Secondary outcome measures, we will consider:
- Number of potential donors declined and the reason,
- Number of potential donors with a positive test for SARS-Cov2 and their outcome,
- Outcome of recipients receiving organs from SARS-Cov2 positive donors,
- Change in transplants from living donors (this outcome will be analysed only by aggregated data)
Impact
Short term • Improve the knowledge on the effect of COVID-19 pandemic on donor procurement and transplant activities • Develop evidence-based guidelines to improve resilience of donation and transplant systems (war, local crisis,
migration, environmental etc.)
Long term • Transferability of developed models to European Countries not included in the consortium, based on
sustainability and cost-effectiveness analysis
Step 1 – collection of country recommendations
Survey consisting of 36 questions and its subquestions (132 items), based on the recommendations of the working group. We applied mixed method with opened and multiple choice questions.
Information on restrictions on SOT, protective measures, (non)governmental information policies, and individual opinion on how to deal with SOT during COVID-19 was designed.
Sections of the survey:
1. COVID-19 first outbreak in the country 2. First measures 3. Ongoing measures 4. Measures regarding organization of international organ exchanges 5. Measures regarding donors 6. Measures regarding recipients
Descriptive analysis – Conclusions COVID-19 first outbreak in the country
Were organ donation programs active during the first outbreak?
The donation programs during the first outbreak of COVID-19 experienced varying degrees of restrictions across different countries: options: open, closed, moderate, severe
Open Availability: Croatia, Slovenia, France, Belgium Reasons: These countries maintained open availability for organ donation programs during the COVID-19 pandemic, indicating a proactive approach to ensuring continued access to transplantation services without significant restrictions.
Moderate Limitations: Italy, The Netherlands, Hungary, Germany Reasons: These countries implemented moderate restrictions on organ donation programs, which included temporary suspensions of specific programs (e.g., Living Transplantation program in Italy, lung donation program in Hungary), restrictions due to resource constraints (e.g., lack of intensive care beds in The Netherlands), and enhanced donor evaluation procedures (e.g., PCR testing, careful assessment of infection signs in Germany).
Severe Limitations: Spain Reasons: Spain experienced severe limitations on organ donation programs during the most critical weeks of the first wave of the pandemic.

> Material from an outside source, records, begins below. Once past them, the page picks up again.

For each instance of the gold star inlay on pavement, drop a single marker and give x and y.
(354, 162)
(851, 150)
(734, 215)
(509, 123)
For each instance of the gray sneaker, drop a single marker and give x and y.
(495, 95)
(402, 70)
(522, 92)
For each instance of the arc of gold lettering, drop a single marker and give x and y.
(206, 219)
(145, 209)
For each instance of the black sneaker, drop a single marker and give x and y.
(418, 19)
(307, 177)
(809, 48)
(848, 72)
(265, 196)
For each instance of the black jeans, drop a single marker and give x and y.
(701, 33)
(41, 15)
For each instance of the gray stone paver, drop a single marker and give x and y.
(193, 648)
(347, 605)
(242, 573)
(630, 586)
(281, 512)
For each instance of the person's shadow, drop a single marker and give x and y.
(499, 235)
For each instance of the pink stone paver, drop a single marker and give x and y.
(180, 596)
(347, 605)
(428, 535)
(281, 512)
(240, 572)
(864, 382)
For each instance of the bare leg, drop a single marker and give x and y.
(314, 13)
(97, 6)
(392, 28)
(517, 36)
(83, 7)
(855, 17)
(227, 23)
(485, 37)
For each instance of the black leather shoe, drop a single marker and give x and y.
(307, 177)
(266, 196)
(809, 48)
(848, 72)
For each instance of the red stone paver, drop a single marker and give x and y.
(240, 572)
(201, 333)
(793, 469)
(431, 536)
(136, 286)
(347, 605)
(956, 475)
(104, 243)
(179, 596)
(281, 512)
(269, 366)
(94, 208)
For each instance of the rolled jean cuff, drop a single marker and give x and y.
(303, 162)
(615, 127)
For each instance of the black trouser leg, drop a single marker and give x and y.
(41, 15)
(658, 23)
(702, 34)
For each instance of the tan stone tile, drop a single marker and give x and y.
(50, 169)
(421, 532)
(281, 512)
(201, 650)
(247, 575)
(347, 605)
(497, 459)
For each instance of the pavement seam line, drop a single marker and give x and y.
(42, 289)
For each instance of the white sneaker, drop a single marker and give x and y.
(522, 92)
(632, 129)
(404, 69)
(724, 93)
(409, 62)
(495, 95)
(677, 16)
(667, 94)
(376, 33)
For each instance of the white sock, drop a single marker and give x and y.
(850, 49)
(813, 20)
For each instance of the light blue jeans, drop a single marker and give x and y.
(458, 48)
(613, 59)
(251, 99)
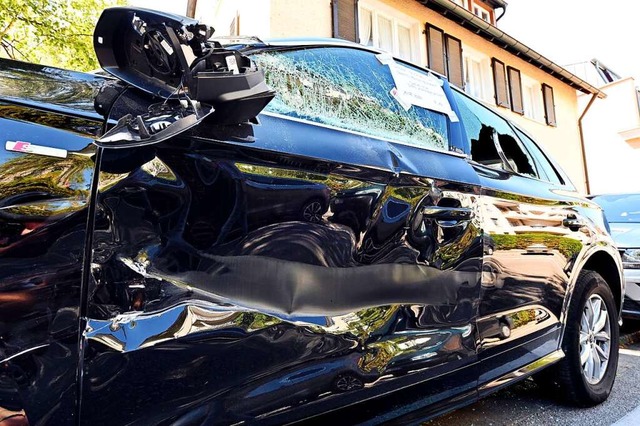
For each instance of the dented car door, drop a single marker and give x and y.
(278, 270)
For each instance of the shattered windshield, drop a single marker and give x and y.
(351, 89)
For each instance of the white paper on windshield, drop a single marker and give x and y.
(403, 103)
(423, 90)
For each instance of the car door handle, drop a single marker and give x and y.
(457, 214)
(573, 223)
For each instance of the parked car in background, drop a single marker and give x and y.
(623, 213)
(420, 251)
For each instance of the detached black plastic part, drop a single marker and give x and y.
(168, 56)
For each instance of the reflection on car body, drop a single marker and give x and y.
(623, 214)
(306, 250)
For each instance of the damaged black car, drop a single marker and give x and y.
(227, 232)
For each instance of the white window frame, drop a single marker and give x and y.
(479, 86)
(481, 12)
(379, 9)
(532, 98)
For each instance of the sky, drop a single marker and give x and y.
(571, 31)
(565, 31)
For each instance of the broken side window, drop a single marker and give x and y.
(354, 90)
(479, 122)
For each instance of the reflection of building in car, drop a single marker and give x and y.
(353, 207)
(281, 232)
(623, 213)
(273, 199)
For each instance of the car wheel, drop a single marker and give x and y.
(312, 211)
(347, 382)
(590, 343)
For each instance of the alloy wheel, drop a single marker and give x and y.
(595, 339)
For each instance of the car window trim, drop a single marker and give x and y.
(353, 132)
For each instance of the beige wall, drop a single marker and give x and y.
(561, 142)
(220, 13)
(295, 18)
(313, 18)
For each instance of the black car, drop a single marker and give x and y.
(623, 214)
(421, 251)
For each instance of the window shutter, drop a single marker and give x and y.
(345, 19)
(454, 61)
(549, 105)
(500, 83)
(515, 90)
(435, 47)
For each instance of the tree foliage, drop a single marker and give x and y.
(51, 32)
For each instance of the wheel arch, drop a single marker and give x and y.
(604, 264)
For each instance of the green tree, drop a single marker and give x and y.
(51, 32)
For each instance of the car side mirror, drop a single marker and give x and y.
(171, 58)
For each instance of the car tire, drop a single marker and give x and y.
(587, 381)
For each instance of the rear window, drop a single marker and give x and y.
(620, 207)
(351, 89)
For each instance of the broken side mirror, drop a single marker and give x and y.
(171, 57)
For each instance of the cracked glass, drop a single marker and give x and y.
(350, 89)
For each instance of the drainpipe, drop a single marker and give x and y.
(584, 154)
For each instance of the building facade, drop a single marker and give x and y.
(456, 38)
(611, 129)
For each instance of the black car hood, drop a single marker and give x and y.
(626, 235)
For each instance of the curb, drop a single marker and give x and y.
(629, 339)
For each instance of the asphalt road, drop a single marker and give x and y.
(529, 404)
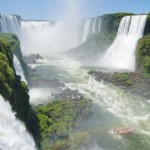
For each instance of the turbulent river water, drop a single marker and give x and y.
(112, 106)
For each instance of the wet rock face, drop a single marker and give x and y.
(33, 58)
(69, 94)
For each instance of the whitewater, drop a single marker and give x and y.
(112, 106)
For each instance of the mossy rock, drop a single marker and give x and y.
(143, 55)
(13, 42)
(59, 118)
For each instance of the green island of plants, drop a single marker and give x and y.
(58, 119)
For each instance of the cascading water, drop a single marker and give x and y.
(49, 37)
(94, 26)
(121, 54)
(18, 68)
(86, 30)
(13, 134)
(9, 23)
(91, 26)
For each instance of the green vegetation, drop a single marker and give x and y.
(14, 43)
(11, 87)
(59, 118)
(122, 77)
(143, 55)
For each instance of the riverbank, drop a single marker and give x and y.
(133, 82)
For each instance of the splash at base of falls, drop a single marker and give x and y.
(121, 54)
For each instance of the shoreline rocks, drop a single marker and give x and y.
(133, 82)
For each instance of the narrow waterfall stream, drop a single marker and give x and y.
(121, 54)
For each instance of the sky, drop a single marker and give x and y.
(57, 9)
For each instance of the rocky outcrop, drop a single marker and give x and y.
(14, 43)
(11, 87)
(133, 82)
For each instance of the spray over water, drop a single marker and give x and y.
(121, 54)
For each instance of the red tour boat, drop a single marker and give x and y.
(123, 130)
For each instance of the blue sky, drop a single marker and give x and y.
(57, 9)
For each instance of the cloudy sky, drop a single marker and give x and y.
(58, 9)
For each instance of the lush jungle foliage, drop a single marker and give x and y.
(59, 119)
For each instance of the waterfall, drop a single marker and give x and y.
(49, 37)
(18, 68)
(99, 26)
(121, 54)
(13, 134)
(86, 30)
(94, 26)
(9, 23)
(91, 26)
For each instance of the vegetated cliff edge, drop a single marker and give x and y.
(11, 87)
(139, 81)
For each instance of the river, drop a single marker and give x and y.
(112, 106)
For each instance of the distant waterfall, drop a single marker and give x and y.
(18, 68)
(121, 54)
(94, 26)
(86, 30)
(91, 26)
(13, 134)
(9, 23)
(45, 37)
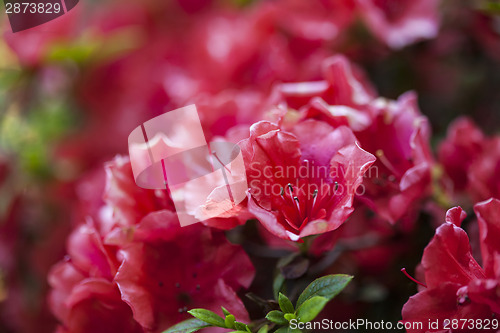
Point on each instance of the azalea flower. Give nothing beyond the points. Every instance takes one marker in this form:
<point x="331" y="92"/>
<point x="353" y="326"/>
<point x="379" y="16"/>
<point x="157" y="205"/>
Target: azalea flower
<point x="401" y="22"/>
<point x="455" y="285"/>
<point x="471" y="162"/>
<point x="303" y="181"/>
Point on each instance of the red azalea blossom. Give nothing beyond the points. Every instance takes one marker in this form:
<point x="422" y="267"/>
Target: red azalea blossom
<point x="395" y="131"/>
<point x="303" y="181"/>
<point x="401" y="22"/>
<point x="457" y="287"/>
<point x="471" y="161"/>
<point x="127" y="260"/>
<point x="172" y="269"/>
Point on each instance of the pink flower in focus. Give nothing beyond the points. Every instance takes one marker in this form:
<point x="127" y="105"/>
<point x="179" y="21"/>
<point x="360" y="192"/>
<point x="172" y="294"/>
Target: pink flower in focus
<point x="457" y="287"/>
<point x="395" y="131"/>
<point x="126" y="260"/>
<point x="302" y="182"/>
<point x="401" y="22"/>
<point x="84" y="297"/>
<point x="461" y="147"/>
<point x="399" y="136"/>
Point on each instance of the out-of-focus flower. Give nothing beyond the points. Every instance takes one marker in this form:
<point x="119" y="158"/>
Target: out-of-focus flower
<point x="84" y="297"/>
<point x="401" y="22"/>
<point x="456" y="286"/>
<point x="395" y="131"/>
<point x="302" y="181"/>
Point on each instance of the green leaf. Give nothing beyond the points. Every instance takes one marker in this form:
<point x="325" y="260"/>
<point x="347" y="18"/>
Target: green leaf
<point x="287" y="330"/>
<point x="285" y="305"/>
<point x="225" y="312"/>
<point x="229" y="321"/>
<point x="278" y="284"/>
<point x="187" y="326"/>
<point x="208" y="317"/>
<point x="311" y="308"/>
<point x="263" y="329"/>
<point x="277" y="317"/>
<point x="327" y="286"/>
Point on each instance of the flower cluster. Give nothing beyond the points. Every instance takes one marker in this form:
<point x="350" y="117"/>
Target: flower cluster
<point x="333" y="105"/>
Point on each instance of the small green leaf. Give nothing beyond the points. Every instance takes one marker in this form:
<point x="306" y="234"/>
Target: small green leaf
<point x="187" y="326"/>
<point x="327" y="286"/>
<point x="229" y="321"/>
<point x="277" y="317"/>
<point x="263" y="329"/>
<point x="225" y="312"/>
<point x="208" y="317"/>
<point x="285" y="305"/>
<point x="311" y="308"/>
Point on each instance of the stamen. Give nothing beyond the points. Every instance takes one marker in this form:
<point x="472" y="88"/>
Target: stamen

The collapse of the healthcare system and overwhelmed ICU capacity necessitated prioritization of resources, leading to substantial decreases in donation activity. Organ donation was limited to optimal donors, and uncontrolled DCD programs were closed. Additionally, donors who tested positive for COVID-19 or exhibited symptoms suspicious of COVID-19 were rejected.
Descriptive analysis – Conclusions COVID-19 first outbreak in the country Were transplantation programs active during the first outbreak?
The transplantation programs during the first outbreak of COVID-19 experienced varying degrees of restrictions across different countries: options: open, closed, moderate, severe
Severe Limitations in Spain, Hungary Reasons: Collapse of the healthcare system, overwhelmed ICU capacity, priority given to urgent cases and critically ill individuals, substantial decrease in transplantation activity, live donor transplant programs were closed.
Moderate Restrictions in Italy, The Netherlands, Germany, France, Belgium Reasons: Temporary suspension of living donor transplantation program, closure of some transplantation programs, prioritization of resources, variations in transplantation decisions among centers based on individual risk- benefit evaluations, suspension of specific types of transplants (e.g., renal transplantation in France temporarly suspended).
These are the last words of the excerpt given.